Part 2: The Fuzzy Era
Recorded at Brilliant Studios in San Francisco, Fuzzy's eleven song yield would mark the group's debut and provide a blueprint for all that we might become. The studio itself was housed in a century-old steel foundry. The wide open acoustics of the brick room attracted Paul's production tastes and perhaps the spookiness of the place attracted me just as much. Here we were able to capture the most dynamic aspects of our sound in ways that would have been impossible in the garage-turned-studio where the early demos were cut. Nevertheless, it was the same acoustic based song that blazed it's way to Beantown that hurled us around the globe and back again with it's international release. As I look back,"Fuzzy" was in undeniable contrast with the climate of the day. Still, it seemed to occupy a unique place in the musical terrain of the early nineties. In fact, we often found ourselves elected to the role of supporting more established artists of the day. Our friends Mary's Danish were among the first, followed by Ultra Vivid Scene, Paul Westerberg, Sugar, World Party, and Com in the first year of touring. Later, we would prove ourselves as an efficient strike force, supporting Pearl Jam, REM, The Cranberries, and The Smashing Pumpkins. Being a three-piece, we were driven to forge a style that was stark as well as explosive. The album Fuzzy holds evidence of all of this. It runs the gamut from majestic to cacophonous. "The Shining Hour," "Jupiter & Teardrop," "The Hook," "Stars N' Stripes," "Dixie Drug Store," and of course the title track would forever remain part of the group's living repertoire. Even today, I still derive joy in plaing these songs on my own. Unfortunately, from time to time, the album has been difficult to locate. Most recently, Fuzzy was re-released in America by Rhino Records and in Brazil it was released for the first time in 2000. Upon it's original release, Fuzzy was featured in the soundtrack for the film "With Honors" starring Joe Pesci. In '93 Michael Stipe championed Fuzzy, calling it "The best album of the year hands down," which sparked an onslaught in decal production on the part of the record label, but more meaningfully, a lasting camaraderie with Stipe and REM.

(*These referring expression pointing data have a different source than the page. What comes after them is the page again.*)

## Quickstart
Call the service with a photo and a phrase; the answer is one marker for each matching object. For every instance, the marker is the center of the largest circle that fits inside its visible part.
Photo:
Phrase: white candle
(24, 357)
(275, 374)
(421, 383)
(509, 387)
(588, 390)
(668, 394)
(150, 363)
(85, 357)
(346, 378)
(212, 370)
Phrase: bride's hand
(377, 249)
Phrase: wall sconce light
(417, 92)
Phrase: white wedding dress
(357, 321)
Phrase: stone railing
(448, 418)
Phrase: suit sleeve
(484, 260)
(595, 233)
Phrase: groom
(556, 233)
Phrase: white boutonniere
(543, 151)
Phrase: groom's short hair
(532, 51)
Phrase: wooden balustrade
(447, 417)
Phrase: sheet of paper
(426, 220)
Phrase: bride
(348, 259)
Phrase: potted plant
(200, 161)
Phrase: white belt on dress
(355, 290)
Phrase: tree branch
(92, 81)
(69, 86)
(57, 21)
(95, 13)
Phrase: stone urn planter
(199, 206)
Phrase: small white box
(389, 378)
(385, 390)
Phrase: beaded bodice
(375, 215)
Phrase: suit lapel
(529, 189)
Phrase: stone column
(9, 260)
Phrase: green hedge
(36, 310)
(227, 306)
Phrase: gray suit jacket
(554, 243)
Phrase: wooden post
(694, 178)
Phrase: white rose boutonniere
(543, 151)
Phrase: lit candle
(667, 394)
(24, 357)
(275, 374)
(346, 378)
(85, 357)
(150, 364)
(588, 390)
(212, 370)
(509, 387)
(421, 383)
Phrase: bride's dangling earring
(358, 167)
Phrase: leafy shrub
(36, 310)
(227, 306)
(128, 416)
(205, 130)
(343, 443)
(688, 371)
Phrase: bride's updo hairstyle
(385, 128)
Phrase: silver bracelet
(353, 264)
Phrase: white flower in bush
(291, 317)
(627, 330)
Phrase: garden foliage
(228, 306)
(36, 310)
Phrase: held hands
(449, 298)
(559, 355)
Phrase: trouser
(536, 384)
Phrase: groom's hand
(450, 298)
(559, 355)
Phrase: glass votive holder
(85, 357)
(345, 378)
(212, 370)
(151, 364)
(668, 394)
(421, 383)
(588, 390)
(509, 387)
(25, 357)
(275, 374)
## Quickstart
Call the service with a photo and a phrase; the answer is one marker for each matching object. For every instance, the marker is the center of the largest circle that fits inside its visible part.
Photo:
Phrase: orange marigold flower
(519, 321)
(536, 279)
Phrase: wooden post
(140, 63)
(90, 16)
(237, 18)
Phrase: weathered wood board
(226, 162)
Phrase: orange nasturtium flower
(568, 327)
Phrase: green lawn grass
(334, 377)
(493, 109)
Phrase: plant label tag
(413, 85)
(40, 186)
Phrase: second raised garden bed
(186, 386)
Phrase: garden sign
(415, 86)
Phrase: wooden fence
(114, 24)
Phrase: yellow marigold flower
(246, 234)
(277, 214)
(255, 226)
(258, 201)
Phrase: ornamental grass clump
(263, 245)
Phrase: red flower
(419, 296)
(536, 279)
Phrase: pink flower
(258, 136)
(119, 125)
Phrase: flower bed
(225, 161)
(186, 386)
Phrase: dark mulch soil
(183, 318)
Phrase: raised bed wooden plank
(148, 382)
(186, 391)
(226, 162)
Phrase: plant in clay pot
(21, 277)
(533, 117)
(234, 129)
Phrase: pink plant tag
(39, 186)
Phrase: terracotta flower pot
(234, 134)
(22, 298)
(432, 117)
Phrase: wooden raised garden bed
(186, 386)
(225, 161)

      Stylistically, Fuzzy would galvanize the sound of Grant Lee Buffalo, i.e., the acoustic feedback howl of overdriven 12-string guitars, melodic distorto-bass, tribal drum bombast, the old world churn of pump organs and parlor pianos. All of this, serving to define what my own voice and words yearned to convey in song. Our combined identity was a source of strength and yet we sought to outwit ourselves at times. As diverse as Fuzzy may stand to be, it was always our aim to explore even further, to break new musical ground. Grant Lee Buffalo was captivated with ideas of discovery, and attaining something unique from the ruble of what was. This subtle principle was sometimes lost on some detesters, and supporters alike, who at times perceived the group as keepers of tradition. In truth it was decay itself that so inspired the songs of Grant Lee Buffalo. Decay and the notion that with every ending comes a beginning. Politically, socially, and personally these themes would haunt the group throughout its existence.